On 10 March the UN announced that a Netherlands-based group of 15 national academies of science would review how the IPCC does its work.  The Panel publishes periodic assessments by the three committees that deal with the causes of climate change, its impact, and mitigation options.  The review committee will also consider whether the IPCC should use non-peer reviewed papers.

What Other Scientists Say

The projection that crop yields could be reduced by 50 percent in some African countries, contained in the synthesis report, was based on a paper cited in the Panel’s report on impacts.

Written by Ali Agoumi, a Moroccan climate expert, the paper “is a summary of technical studies and research conducted” in three countries — Morocco, Algeria, and Tunisia — submitted to the UN Framework Convention on Climate Change, “and is a perfectly legitimate IPCC reference,” wrote a group of scientists involved in the panel’s reports on the popular blog RealClimate, run by them on 14 February.

“The IPCC cites 18,000 references in the AR4 [Fourth assessment report]; the vast majority of these are peer-reviewed scientific journal papers . . . it is indispensable to use gray sources, since many valuable data are published in them,” the scientists said in defence of grey literature.

“Reports by government statistics offices, the International Energy Agency, World bank. . . .  This is particularly true when it comes to regional impacts in the least developed countries, where knowledgeable local experts exist who have little chance, or impetus, to publish in international science journals,” the scientists commented.

Yet it is not the use of grey literature that seems to be the issue.  David Lobell, of Stanford University’s Program on Food Security and the Environment, who has worked extensively on projecting the impact of climate change on crop yields in Africa, called the IPCC statement in the synthesis report “ill-advised.”

“The original syntax was technically correct (i.e., worst years are 50 percent yields drops, and these could become more common), but it was easily misinterpreted as a statement about average yields,” he said.

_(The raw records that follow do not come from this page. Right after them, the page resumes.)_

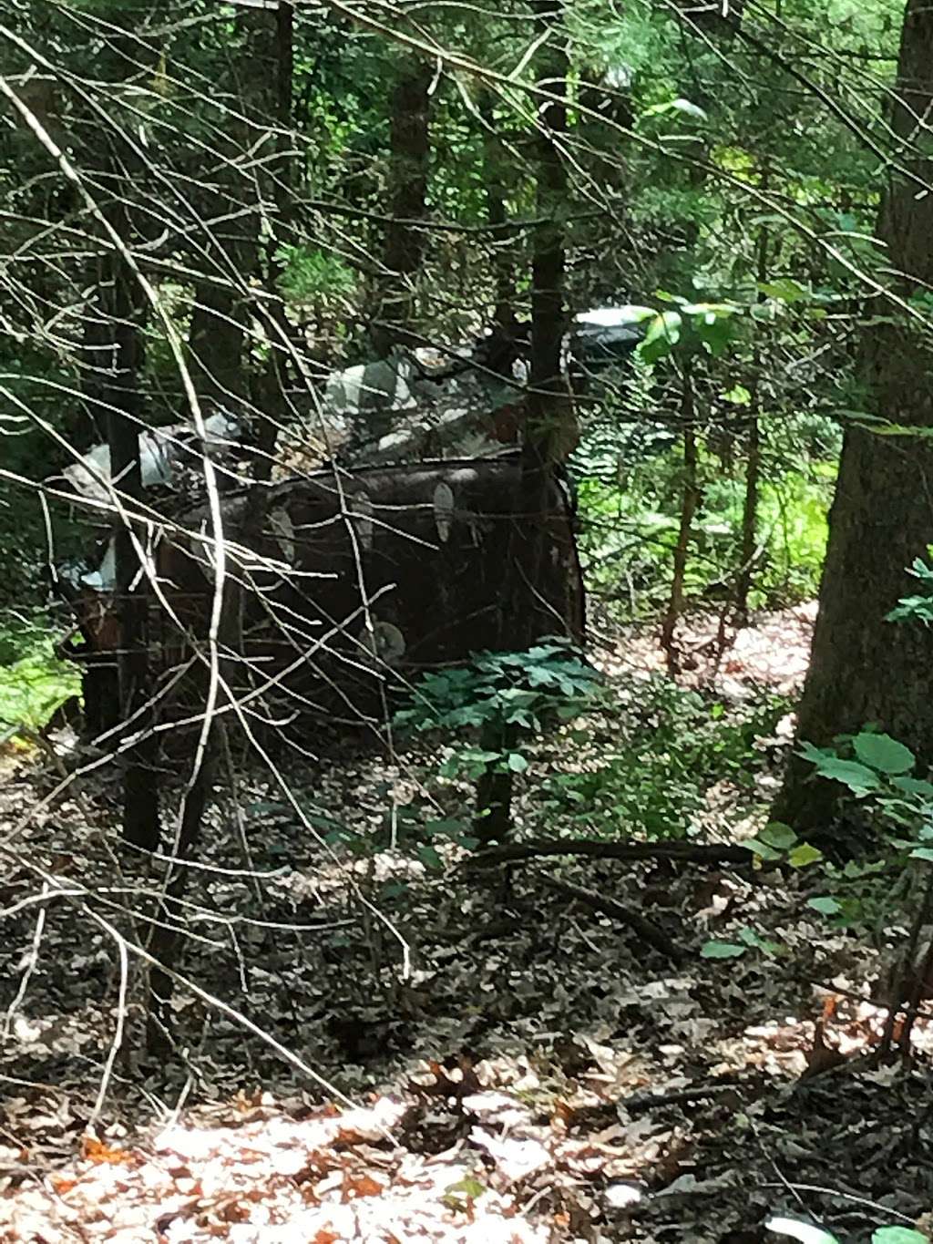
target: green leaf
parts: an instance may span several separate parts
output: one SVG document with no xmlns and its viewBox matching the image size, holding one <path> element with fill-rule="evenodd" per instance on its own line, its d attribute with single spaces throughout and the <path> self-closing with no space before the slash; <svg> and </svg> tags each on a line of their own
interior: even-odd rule
<svg viewBox="0 0 933 1244">
<path fill-rule="evenodd" d="M 789 276 L 782 276 L 776 281 L 765 281 L 759 285 L 759 290 L 769 299 L 779 299 L 781 302 L 801 302 L 811 296 L 806 286 Z"/>
<path fill-rule="evenodd" d="M 656 363 L 664 358 L 680 340 L 683 318 L 679 311 L 662 311 L 648 325 L 644 340 L 638 346 L 638 355 L 646 363 Z"/>
<path fill-rule="evenodd" d="M 804 745 L 800 754 L 816 765 L 821 778 L 842 782 L 855 795 L 867 795 L 880 786 L 877 773 L 855 760 L 842 760 L 841 756 L 820 753 L 816 748 L 810 748 L 809 744 Z"/>
<path fill-rule="evenodd" d="M 821 916 L 837 916 L 842 911 L 842 903 L 830 894 L 820 894 L 817 898 L 807 898 L 806 906 L 811 907 Z"/>
<path fill-rule="evenodd" d="M 746 945 L 738 945 L 735 942 L 707 942 L 700 955 L 704 959 L 738 959 L 746 950 Z"/>
<path fill-rule="evenodd" d="M 731 402 L 733 406 L 749 406 L 751 402 L 751 393 L 744 384 L 734 384 L 730 389 L 723 393 L 723 401 Z"/>
<path fill-rule="evenodd" d="M 748 847 L 753 855 L 756 855 L 760 860 L 780 860 L 784 855 L 782 851 L 778 851 L 775 847 L 769 846 L 766 842 L 761 842 L 759 838 L 746 838 L 743 842 L 744 847 Z"/>
<path fill-rule="evenodd" d="M 646 108 L 642 113 L 643 117 L 662 117 L 668 112 L 682 112 L 688 117 L 697 117 L 698 121 L 705 121 L 707 113 L 700 108 L 698 103 L 692 103 L 689 100 L 668 100 L 666 103 L 653 103 L 649 108 Z"/>
<path fill-rule="evenodd" d="M 806 868 L 807 865 L 816 863 L 817 860 L 822 860 L 822 851 L 817 851 L 816 847 L 811 847 L 809 842 L 801 842 L 799 847 L 794 847 L 791 853 L 787 856 L 787 863 L 791 868 Z"/>
<path fill-rule="evenodd" d="M 418 847 L 418 858 L 424 865 L 424 867 L 430 868 L 432 872 L 439 872 L 444 867 L 444 861 L 440 858 L 434 847 L 430 846 Z"/>
<path fill-rule="evenodd" d="M 838 1244 L 836 1237 L 821 1227 L 799 1223 L 792 1218 L 769 1218 L 765 1227 L 775 1235 L 790 1235 L 791 1239 L 800 1240 L 800 1244 Z"/>
<path fill-rule="evenodd" d="M 913 769 L 914 755 L 911 749 L 889 734 L 857 734 L 852 746 L 862 764 L 871 765 L 880 773 L 906 774 Z"/>
<path fill-rule="evenodd" d="M 924 799 L 933 799 L 933 782 L 922 778 L 892 778 L 892 786 L 904 791 L 907 795 L 922 795 Z"/>
<path fill-rule="evenodd" d="M 782 821 L 769 821 L 758 838 L 759 842 L 766 842 L 769 847 L 775 847 L 778 851 L 787 851 L 797 841 L 794 830 Z"/>
</svg>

IPCC officials often quoted the statement to illustrate the possible impact of climate change on food production in Africa, when the document on which it was based only referred to three North African countries.

“Part of the problem was that the scientific literature on some of these issues was quite lacking at the time [when the report was being compiled — the report takes three years to be written],” Lobell acknowledged.

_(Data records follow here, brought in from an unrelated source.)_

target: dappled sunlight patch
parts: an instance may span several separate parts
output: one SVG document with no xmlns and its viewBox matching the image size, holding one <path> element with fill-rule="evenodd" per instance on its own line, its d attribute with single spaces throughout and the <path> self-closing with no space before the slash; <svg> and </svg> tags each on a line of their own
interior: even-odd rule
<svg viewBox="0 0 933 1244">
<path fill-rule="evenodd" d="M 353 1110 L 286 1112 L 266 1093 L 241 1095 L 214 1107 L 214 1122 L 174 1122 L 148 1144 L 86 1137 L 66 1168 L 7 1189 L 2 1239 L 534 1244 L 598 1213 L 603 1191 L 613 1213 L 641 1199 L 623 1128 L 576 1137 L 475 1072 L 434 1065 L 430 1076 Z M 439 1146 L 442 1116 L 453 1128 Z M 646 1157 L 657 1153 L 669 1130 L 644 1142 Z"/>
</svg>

“One risk now is that people could interpret the IPCC statement as being wrong, saying that Africa doesn’t really face a threat, or that other IPCC statements are also in doubt.  In fact, we think Africa faces some of the toughest impacts on agriculture in the world, just not as extreme as the IPCC statement suggested.”

The Scandal

The Sunday Times report in the UK was among several that followed a controversy dubbed “Climategate,” which broke in November 2009, ahead of the UN climate change conference in Copenhagen in December.  The row started when hacked emails by the Climatic Research Unit at the University in East Anglia, one of the centers that supplied data to the IPCC, were published on a website for climate change sceptics.

Since then, newspapers across the world have published allegations by climate change sceptics, organizations, government officials, and other publications that the IPCC manipulated climate change data or used non-peer reviewed papers as the basis for some of its projections.

The UN panel defended its work until it was forced to admit in January that it had erroneously projected that 80 percent of the Himalayan glacier area would very likely be gone by 2035.

The panel had sourced the projection from a document produced by the World Wide Fund for Nature (WWF), which had used an interview by a scientist with the magazine, New Scientist, in 1999 as the source of the projection, and not a scientific publication.